Environmental non-profits have urged the Indian government to amend its waste management strategy, which favours the building of waste-to-energy plants over the building of biogas production facilities.

The building of a waste-to-energy plant near and existing landfill site in Gurugram, a city in the north Indian state of Haryana, has been opposed by local residents as well as environmental experts.

The Bandhwari landfill contains waste mountains reaching up to a height of 42 metres-the proposed waste-to-energy (WTE) facility is supposed to reduce the incoming waste volume. 

Commissioned by the government, Ecogreen Energy initially set out to build the WTE plant in 2017 yet construction efforts have lagged behind these past four years. During this time, three million more tonnes of garbage accumulated on the proposed building site.

In the wake of this delay, voices have grown loud questioning the effectiveness of WTE infrastructure in mitigating waste volume.

WTE represents a solution to the general waste problem only in so far as it treats non-recoverable and non-biodegradable waste.

For the solution to take, however, waste segregation is key. Yet due to high expenses, this is not practised as thoroughly in India as it is in western countries, resulting in the generation of huge piles of mixed waste.

Segregation is necessary for the establishment of material streams with high energy content (ex. plastic or paper) that can then be used to derive energy or fuel via WTE processes. But as this is not commonly practiced in the Indian context, the yield in waste is generally low-calorific. Waste of this sort may cause incineration difficulties when fed into WTE plants, which essentially renders the government’s waste reduction plans via WTE moot.  
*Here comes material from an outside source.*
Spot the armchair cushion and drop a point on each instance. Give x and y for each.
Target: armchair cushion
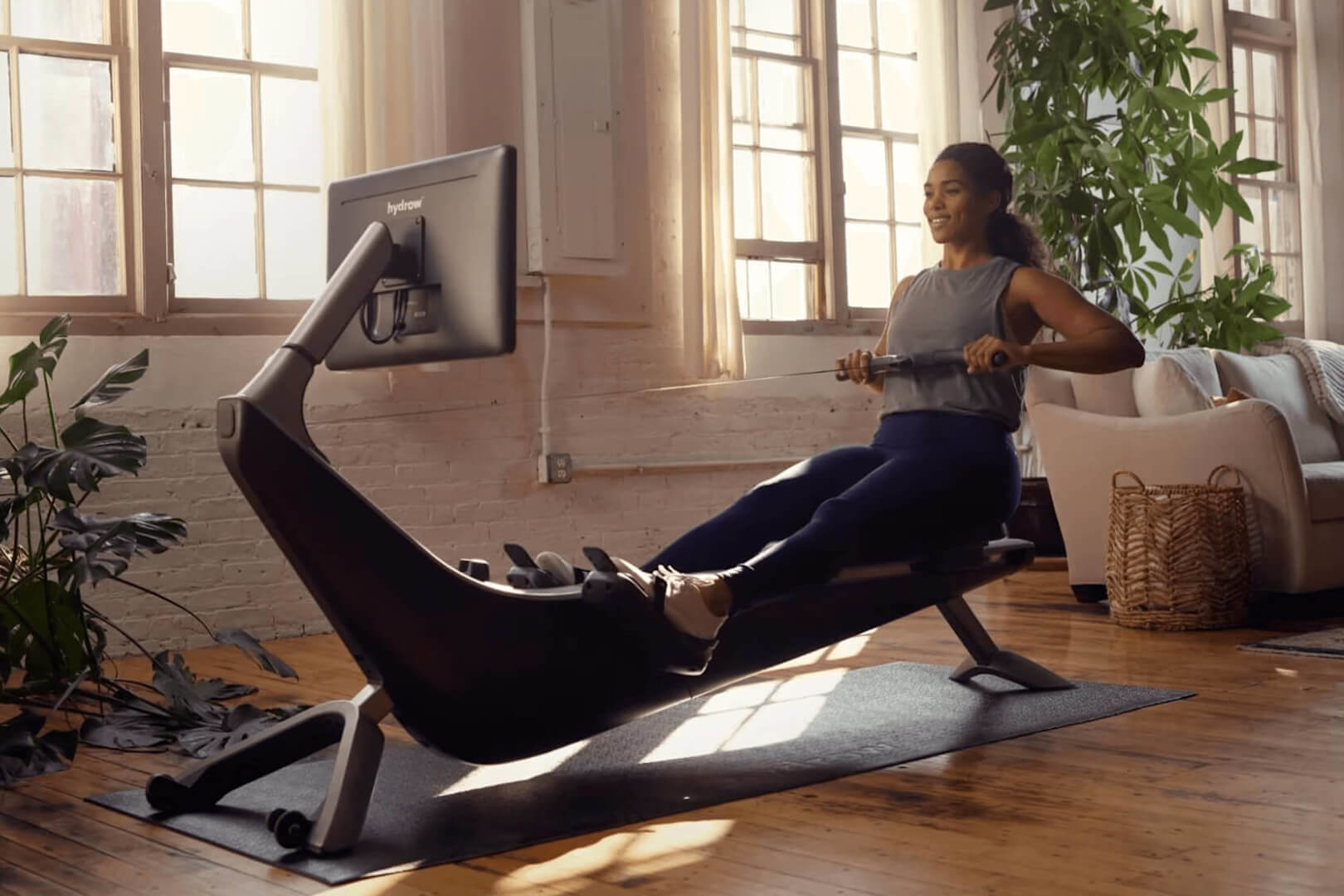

Environmental experts in the country also argue that using waste to derive energy or fuel that has the potential to generate extra value if recycled represents a missed economic as well as sustainable opportunity.

Since 1987, only 15 WTE plants were built in India due to a lack in supply of necessary high-caloric waste. One half of them has shut down while the other is currently being monitored for purported environmental failings.

Relevant experts claim that in 90% of cases, biogas combustion is a less ecologically hazardous waste management solution than incineration.

Biogas, a mix of methane and carbon dioxide, is a more sustainable option than natural gas as it is not derived by drilling or fracking.

(Considering that a large majority of disposed waste in India has an organic origin, there seems to be some potential to the idea.)

WTE plants can serve to complement bio-methanation in the remaining 10% of cases, activists claim, with facility clusters serving larger areas proving a better idea than individual plants for every individual city.

Despite concerns voiced over this issue, the official government response has been in favour of WTE plants. According to S. Narayanan, member secretary of the Haryana State Pollution Control Board, the efficacy of the approach is dependent ‘on what is incinerated in the plant’-yet, in face of India’s lack of proper waste infrastructure, which renders waste segregation for the sourcing of high-calorific waste suitable for energy conversion purposes fraught, this appears to be irrelevant.

In India, 77% of solid waste is dumped on landfills, with only 18% being composted and 5% being recycled.